Shortest distance

Given a point A and a line $\displaystyle \vec{r} = \vec{r}_{0} + t \vec{m}$, we can find the shortest distance from the point to the line easily with

$\displaystyle d = \frac{\left \lvert \overrightharpoon{A B} \times \vec{m} \right \rvert}{\left \lvert \vec{m} \right \rvert}$.

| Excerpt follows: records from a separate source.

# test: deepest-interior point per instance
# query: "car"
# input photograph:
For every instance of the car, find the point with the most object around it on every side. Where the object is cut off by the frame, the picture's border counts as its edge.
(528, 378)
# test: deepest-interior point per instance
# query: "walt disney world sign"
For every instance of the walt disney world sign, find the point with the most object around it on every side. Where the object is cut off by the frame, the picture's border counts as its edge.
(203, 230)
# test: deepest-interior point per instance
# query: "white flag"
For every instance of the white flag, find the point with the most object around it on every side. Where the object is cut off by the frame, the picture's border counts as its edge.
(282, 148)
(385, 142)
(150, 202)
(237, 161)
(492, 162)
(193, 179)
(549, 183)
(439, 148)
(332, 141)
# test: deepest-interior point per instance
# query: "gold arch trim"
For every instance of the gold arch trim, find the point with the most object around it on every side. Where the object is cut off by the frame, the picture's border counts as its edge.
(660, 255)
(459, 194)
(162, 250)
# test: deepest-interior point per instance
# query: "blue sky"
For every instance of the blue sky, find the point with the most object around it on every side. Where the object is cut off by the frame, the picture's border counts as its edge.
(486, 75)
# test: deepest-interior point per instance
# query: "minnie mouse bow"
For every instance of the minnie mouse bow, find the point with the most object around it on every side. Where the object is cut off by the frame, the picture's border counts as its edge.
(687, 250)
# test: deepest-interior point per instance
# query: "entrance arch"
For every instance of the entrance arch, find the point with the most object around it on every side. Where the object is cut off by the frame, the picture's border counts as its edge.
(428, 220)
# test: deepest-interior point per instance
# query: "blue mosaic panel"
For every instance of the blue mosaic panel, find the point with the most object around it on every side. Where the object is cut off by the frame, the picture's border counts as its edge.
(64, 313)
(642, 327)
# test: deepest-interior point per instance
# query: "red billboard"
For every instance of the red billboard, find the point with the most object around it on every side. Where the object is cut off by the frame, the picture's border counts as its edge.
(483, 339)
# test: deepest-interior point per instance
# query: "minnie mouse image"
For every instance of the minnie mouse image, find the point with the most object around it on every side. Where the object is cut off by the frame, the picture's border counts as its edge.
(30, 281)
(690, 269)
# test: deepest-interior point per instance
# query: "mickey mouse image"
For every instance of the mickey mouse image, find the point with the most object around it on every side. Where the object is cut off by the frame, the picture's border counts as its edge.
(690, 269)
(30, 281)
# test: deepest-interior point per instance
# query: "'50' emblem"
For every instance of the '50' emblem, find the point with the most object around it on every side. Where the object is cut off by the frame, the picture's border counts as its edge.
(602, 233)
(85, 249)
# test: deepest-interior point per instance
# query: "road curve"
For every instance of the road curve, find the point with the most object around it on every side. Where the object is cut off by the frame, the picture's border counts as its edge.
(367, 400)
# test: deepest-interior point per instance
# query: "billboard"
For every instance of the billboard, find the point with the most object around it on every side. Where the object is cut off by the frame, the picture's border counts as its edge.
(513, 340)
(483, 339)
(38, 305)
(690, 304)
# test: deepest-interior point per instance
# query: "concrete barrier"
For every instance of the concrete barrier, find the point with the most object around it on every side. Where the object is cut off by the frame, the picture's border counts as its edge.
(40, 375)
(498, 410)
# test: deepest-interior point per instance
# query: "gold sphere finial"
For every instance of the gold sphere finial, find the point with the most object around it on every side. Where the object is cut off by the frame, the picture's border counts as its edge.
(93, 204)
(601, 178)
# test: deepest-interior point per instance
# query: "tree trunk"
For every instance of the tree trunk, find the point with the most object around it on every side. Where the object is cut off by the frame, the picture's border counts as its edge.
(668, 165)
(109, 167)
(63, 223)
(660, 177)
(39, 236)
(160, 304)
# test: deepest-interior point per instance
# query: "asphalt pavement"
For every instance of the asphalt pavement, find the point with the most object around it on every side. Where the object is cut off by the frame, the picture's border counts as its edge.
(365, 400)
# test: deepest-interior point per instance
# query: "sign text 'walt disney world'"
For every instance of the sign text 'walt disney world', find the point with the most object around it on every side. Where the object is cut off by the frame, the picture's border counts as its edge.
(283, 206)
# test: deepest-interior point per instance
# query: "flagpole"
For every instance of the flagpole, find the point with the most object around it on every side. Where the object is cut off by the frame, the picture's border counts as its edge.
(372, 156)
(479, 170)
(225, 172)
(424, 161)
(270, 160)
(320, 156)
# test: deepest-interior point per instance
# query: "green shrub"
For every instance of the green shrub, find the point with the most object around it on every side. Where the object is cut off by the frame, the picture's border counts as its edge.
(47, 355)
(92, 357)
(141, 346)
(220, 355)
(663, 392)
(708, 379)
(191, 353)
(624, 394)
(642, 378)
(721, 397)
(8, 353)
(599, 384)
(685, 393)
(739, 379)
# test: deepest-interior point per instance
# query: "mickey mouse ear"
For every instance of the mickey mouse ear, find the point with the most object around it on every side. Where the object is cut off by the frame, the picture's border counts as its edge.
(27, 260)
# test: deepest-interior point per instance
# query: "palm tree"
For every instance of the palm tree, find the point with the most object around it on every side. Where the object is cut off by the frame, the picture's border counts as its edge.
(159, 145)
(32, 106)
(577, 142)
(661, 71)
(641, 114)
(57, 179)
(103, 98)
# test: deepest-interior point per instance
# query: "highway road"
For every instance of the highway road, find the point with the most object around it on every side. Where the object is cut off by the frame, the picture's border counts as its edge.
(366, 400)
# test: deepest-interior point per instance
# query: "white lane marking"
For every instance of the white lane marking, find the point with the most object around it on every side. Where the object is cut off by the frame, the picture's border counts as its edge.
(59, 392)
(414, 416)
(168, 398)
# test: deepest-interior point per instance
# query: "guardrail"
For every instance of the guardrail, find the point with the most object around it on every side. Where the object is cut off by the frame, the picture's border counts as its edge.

Given two parallel planes with a normal vector $\displaystyle \vec{n}$ (it doesn’t matter which plane you take it from) and containing points A and B, we can find the shortest distance between them using the scalar projection:

$\displaystyle d = \left \lvert \overrightharpoon{A B}_{n} \right \rvert = \left \lvert \overrightharpoon{A B} \cdot \hat{n} \right \rvert = \frac{\left \lvert \overrightharpoon{A B} \cdot \vec{n} \right \rvert}{\left \lvert \vec{n} \right \rvert}$.

(Note that nonparallel planes intersect, so the shortest distance is zero.) We can also use this equation for skew lines, where one line contains A and the other has B. We calculate $\displaystyle \vec{n}$ by crossing their direction vectors:

$\displaystyle \vec{n} = \vec{m}_{1} \times \vec{m}_{2}$.